FDA head calls for government probe amid Alzheimer’s drug backlash

Janet Woodcock, acting director of the Food and Drug Administration
Acting FDA head Janet Woodcock has received pushback from medical experts, consumer advocates and members of Congress over the FDA’s approval of the Alzheimer’s drug Aduhelm, made by Biogen.

The acting head of the Food and Drug Administration on Friday called for a government investigation into highly unusual contacts between some of her agency’s drug reviewers and the maker of a controversial new Alzheimer’s drug.

Dr. Janet Woodcock announced the extraordinary step via Twitter. It’s the latest fallout over last month’s approval of Aduhelm, an expensive and unproven therapy that the agency OKd against the advice of its own outside experts.

Woodcock made the request to the Department of Health and Human Services’ inspector general, the watchdog agency that oversees the FDA and other federal health agencies. The move comes after numerous calls for a probe into the approval from medical experts, consumer advocates and members of Congress. Two congressional committees have already launched their own review.


“We believe an independent assessment is the best manner in which to determine whether any interactions that occurred between the manufacturer and the agency’s review staff were inconsistent with FDA’s policies and procedures,” Woodcock stated on Twitter.

Last month, the health news site Stat reported several new revelations about the unusually close collaboration between Aduhelm drugmaker Biogen and FDA’s drug review staff. In particular, the site reported an undocumented meeting in May 2019 between a top Biogen executive and the FDA’s lead reviewer for Alzheimer’s drugs.
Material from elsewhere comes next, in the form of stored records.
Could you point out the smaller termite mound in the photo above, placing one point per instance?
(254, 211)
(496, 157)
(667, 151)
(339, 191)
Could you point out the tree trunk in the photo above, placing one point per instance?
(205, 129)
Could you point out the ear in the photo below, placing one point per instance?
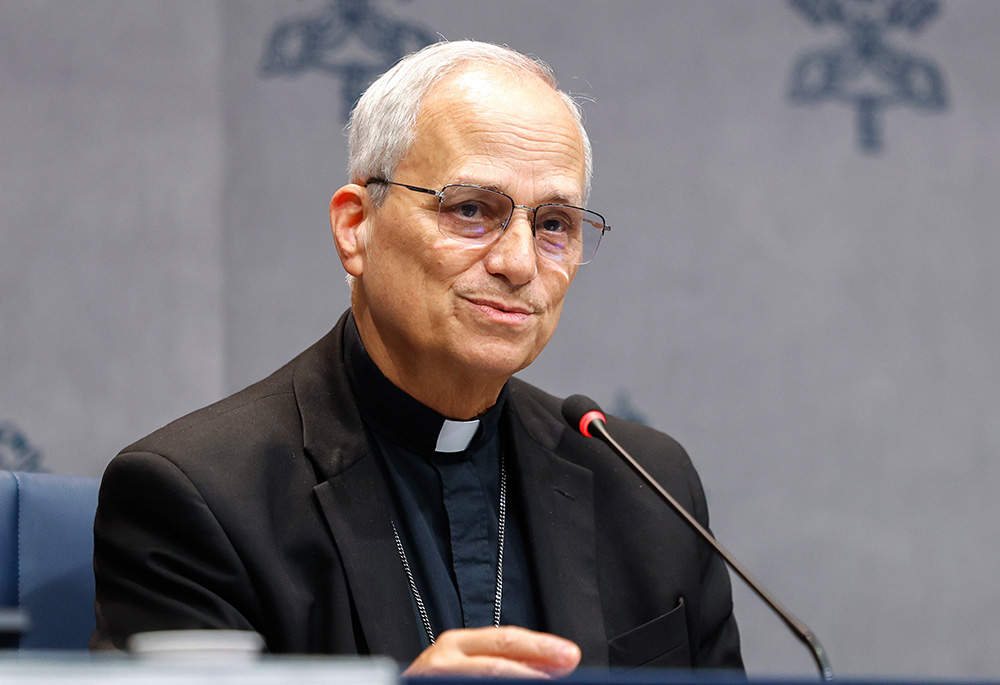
(348, 211)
Surprise over the approval of a controversial new Alzheimer’s drug has turned to shock that it might take nine years to find out if it really works.

July 1, 2021

The meeting came after Biogen stopped two studies because the drug didn’t seem to slow the disease as intended. Biogen and the FDA began reanalyzing the data together, concluding the drug may actually work. The collaboration ultimately led to the drug’s conditional approval two years later, on the basis that the drug reduced a buildup of sticky plaque in the brain that is thought to play a role in Alzheimer’s disease.

FDA interactions with drug industry staff are strictly controlled and almost always carefully documented. It is unclear whether the May 2019 meeting violated agency rules.

The FDA has faced an intense public backlash since approving the drug, which costs $56,000 a year and requires monthly IVs. On Thursday, the agency took the unusual step of vastly scaling back prescribing information on the drug. The agency and Biogen announced the new label would recommend it be given only to patients with mild or early-stage Alzheimer’s. That came after many doctors criticized the original label as too broad — stating only that it could be used by anyone with Alzheimer’s.


Aduhelm hasn’t been shown to reverse or significantly slow the disease. But the FDA said that its ability to reduce clumps of plaque in the brain is likely to slow dementia. Biogen is required to conduct a follow-up study to definitively answer whether it really works. Other Alzheimer’s drugs only temporarily ease symptoms.

Woodcock has been serving as the agency’s acting commissioner since January. Previously she spent more than 25 years directing the agency’s drug center. While widely respected among government and drug industry circles, she has also been criticized for often pushing aggressively to approve new therapies, even when their benefits aren’t certain.